Hidden Anchors in Multi-Agent LLM Deliberation

多智能体大模型审议中的“隐藏锚点”

Abstract: Multi-agent LLM deliberation, where agents exchange and revise answers over several rounds, is increasingly used to improve reasoning and accuracy, yet how and why it works is rarely modelled. Such deliberation mirrors how humans reach decisions. As social animals we are pulled both by the group, the herd effect that classical opinion-dynamics models such as DeGroot and Friedkin—Johnsen capture, and by our own internal belief, which they do not.

摘要： 多智能体大模型（LLM）审议是指智能体通过多轮交流和修正答案来提升推理能力和准确性的过程，这种方法正被日益广泛地应用，但其运作机制和原理却鲜有建模研究。这种审议过程反映了人类做出决策的方式。作为社会性动物，我们既受到群体的影响——即经典意见动力学模型（如 DeGroot 和 Friedkin-Johnsen 模型）所捕捉到的“羊群效应”，也受到自身内在信念的驱动，而后者在这些经典模型中并未得到体现。

We model multi-agent deliberation as a closed-loop dynamical system in which each agent carries a hidden internal belief, its anchor, that continually pulls its opinion regardless of its neighbours.
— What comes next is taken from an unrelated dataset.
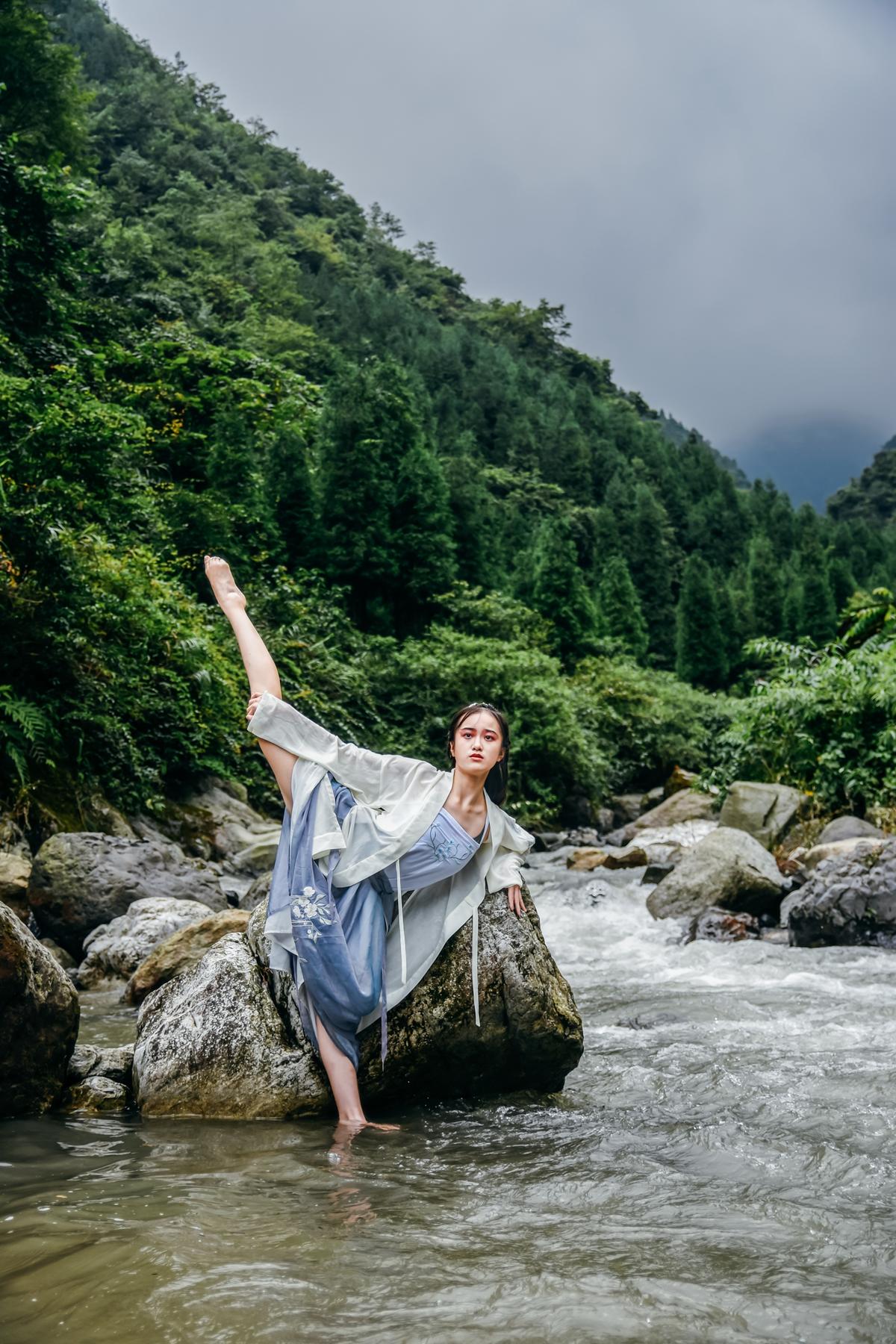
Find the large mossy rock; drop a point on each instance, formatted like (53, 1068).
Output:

We show this anchor can be recovered from the deliberation alone, and that it explains a behaviour classical consensus rules forbid: an agent’s confidence in the correct answer can climb past where any agent started, escaping the space (convexhull) formed by the initial beliefs.

我们将多智能体审议建模为一个闭环动力系统，其中每个智能体都持有一种隐藏的内在信念，即“锚点”（anchor）。无论邻居的意见如何，该锚点都会持续拉动智能体的观点。我们证明，仅通过审议过程本身即可恢复出这一锚点，并且它解释了经典共识规则所禁止的一种行为：智能体对正确答案的信心可以超过任何智能体初始的信心水平，从而跳出由初始信念所构成的空间（凸包）。

Checking whether the recovered anchor also predicts held-out runs (generalizes) gives a simple test for when a model is truly driven by such an anchor. Across three open-weight model families this is a spectrum, not all-or-nothing. All anchors’ influence are about equally strongly, but they differ in where the anchor sits, and only when it sits far from the initial opinions does deliberation escape the hull and need the full closed-loop model.

通过检查恢复出的锚点是否能预测未参与训练的运行结果（即泛化能力），我们可以简单地测试模型是否真正受到此类锚点的驱动。在三个开源权重模型家族的测试中，这呈现为一个连续谱系，而非非黑即白的二元状态。所有锚点的影响力大致相当，但它们的具体位置有所不同；只有当锚点远离初始观点时，审议过程才会跳出初始信念空间，此时才需要使用完整的闭环模型进行分析。